October marks the arrival of Breast Cancer Awareness Month, a time dedicated to increasing the public's understanding of this awful disease and commemorating those who have fought its hard battle. Every year, as the leaves begin to change colors, we also see those pink ribbons start to pop up everywhere. It’s a beautiful thing to see people come together in support of this amazing idea – ending breast cancer once and for all

It might be hard for some people to see, then, why I have a couple problems with this whole concept. Now, before I go into detail, I am all for supporting those with breast cancer (or those who have had it) and fighting to find a cure. My only issue – why single out breast cancer?
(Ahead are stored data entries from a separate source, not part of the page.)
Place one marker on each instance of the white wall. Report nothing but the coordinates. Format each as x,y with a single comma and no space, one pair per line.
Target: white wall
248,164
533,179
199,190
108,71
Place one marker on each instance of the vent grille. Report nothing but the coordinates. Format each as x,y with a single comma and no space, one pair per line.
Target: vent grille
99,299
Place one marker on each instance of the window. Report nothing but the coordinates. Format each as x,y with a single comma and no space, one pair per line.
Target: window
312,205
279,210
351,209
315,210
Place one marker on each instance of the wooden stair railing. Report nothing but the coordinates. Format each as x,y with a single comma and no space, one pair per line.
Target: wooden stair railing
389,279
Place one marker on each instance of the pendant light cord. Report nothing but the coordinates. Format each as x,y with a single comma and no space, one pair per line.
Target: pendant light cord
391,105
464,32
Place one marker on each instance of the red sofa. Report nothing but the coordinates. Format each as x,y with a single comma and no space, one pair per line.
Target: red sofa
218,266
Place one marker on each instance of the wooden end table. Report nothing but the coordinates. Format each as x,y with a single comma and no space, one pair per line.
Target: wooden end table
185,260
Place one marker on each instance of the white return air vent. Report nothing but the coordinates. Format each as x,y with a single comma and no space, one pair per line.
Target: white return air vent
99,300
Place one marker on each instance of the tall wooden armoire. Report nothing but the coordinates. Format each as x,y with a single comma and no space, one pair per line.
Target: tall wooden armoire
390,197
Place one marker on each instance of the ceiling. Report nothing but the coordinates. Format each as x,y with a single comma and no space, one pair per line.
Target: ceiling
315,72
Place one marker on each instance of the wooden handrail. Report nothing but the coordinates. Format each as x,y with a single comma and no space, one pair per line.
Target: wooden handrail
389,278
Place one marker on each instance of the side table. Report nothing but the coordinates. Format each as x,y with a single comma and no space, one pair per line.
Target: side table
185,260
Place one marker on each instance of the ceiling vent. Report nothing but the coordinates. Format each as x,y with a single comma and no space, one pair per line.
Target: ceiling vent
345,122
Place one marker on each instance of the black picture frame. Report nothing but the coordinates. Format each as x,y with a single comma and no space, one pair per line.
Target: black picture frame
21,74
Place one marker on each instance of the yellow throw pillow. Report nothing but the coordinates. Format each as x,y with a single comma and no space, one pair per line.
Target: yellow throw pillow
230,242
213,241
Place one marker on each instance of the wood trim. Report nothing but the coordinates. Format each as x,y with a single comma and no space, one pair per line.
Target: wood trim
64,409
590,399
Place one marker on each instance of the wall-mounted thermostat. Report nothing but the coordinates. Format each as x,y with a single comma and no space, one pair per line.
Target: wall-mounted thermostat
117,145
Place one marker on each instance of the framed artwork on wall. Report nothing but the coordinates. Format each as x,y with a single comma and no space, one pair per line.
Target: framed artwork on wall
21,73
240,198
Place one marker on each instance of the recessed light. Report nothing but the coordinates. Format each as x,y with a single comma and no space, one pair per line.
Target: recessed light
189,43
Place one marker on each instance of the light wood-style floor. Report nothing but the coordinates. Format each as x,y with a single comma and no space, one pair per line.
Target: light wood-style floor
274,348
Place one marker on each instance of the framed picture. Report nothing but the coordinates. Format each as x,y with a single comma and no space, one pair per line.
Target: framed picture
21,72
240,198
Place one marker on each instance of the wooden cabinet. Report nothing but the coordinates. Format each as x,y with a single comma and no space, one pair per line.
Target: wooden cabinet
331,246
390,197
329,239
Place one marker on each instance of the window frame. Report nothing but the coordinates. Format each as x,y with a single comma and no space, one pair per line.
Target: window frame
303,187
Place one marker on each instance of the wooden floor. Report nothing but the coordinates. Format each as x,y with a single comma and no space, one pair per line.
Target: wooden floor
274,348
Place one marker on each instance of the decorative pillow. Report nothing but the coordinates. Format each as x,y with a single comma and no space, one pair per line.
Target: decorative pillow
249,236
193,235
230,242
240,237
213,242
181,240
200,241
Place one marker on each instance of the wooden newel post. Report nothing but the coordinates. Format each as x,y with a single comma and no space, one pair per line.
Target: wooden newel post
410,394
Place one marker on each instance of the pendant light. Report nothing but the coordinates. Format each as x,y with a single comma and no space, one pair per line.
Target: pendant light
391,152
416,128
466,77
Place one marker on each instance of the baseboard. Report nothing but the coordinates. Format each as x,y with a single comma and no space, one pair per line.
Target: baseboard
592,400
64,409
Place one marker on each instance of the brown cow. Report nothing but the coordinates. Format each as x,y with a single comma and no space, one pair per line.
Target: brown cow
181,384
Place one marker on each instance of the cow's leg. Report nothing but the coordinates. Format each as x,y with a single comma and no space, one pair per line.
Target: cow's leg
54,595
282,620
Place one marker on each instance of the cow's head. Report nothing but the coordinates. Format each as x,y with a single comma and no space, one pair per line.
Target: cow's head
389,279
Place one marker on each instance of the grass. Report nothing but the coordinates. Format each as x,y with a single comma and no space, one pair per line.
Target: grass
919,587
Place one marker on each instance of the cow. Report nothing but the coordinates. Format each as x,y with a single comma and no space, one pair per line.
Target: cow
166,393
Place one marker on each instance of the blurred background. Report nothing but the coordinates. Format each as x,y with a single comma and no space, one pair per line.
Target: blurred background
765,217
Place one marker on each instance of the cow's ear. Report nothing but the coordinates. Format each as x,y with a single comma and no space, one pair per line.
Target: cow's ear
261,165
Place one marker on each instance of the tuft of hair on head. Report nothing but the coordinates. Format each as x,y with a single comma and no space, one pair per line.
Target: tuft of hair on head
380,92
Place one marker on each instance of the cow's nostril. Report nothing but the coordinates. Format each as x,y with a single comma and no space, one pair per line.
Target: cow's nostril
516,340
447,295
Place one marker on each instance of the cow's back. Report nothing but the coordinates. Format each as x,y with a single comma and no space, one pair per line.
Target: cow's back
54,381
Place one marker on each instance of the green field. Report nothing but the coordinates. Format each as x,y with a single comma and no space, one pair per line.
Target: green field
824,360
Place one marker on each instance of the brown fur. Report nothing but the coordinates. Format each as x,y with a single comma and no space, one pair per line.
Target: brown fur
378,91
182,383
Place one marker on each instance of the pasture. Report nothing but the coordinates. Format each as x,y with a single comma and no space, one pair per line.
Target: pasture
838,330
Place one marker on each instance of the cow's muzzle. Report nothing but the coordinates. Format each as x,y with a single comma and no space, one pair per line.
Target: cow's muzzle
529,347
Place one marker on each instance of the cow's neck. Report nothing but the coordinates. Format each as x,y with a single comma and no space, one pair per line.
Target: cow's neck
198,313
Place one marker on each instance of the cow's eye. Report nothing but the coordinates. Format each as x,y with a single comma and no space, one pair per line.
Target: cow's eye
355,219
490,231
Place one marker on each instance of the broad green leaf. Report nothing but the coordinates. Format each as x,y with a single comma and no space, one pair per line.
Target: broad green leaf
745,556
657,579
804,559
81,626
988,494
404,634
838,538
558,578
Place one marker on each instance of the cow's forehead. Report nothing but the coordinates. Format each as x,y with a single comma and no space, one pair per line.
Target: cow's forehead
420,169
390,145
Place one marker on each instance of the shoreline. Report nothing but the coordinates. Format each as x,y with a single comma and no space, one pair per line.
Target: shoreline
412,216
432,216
Yes, breast cancer affects thousands of people (directly and indirectly) and yes, it is important to get that message out there. But pause and think – just how many types of cancer are there? Too many for each of them to have their own month of the year. Lung cancer, pancreatic cancer, brain cancer, skin cancer, you name it; odds are, someone in the world is affected by it. Actually, make that thousands, millions even. My main question is, why aren’t all of these different types of cancer being brought into the spotlight? Instead of just raising awareness of one specific type, why can’t we raise awareness for cancer as a whole? As someone who has seen different family members battle both breast cancer and other kinds of cancer, I can easily say that all are equally devastating for the people involved.

I am not saying that we should take away Breast Cancer Awareness Month. Raising awareness for this awful type of cancer does nothing but good. Instead, we should expand this idea beyond what it is right now. We need to take time to raise awareness for all cancer. Remember that there are several different types of cancer that affect an insurmountable amount of people – and all of them need our help. If we bring awareness not just to one type of cancer but to cancer as a whole, we will be able to care for and support more people than we ever have before.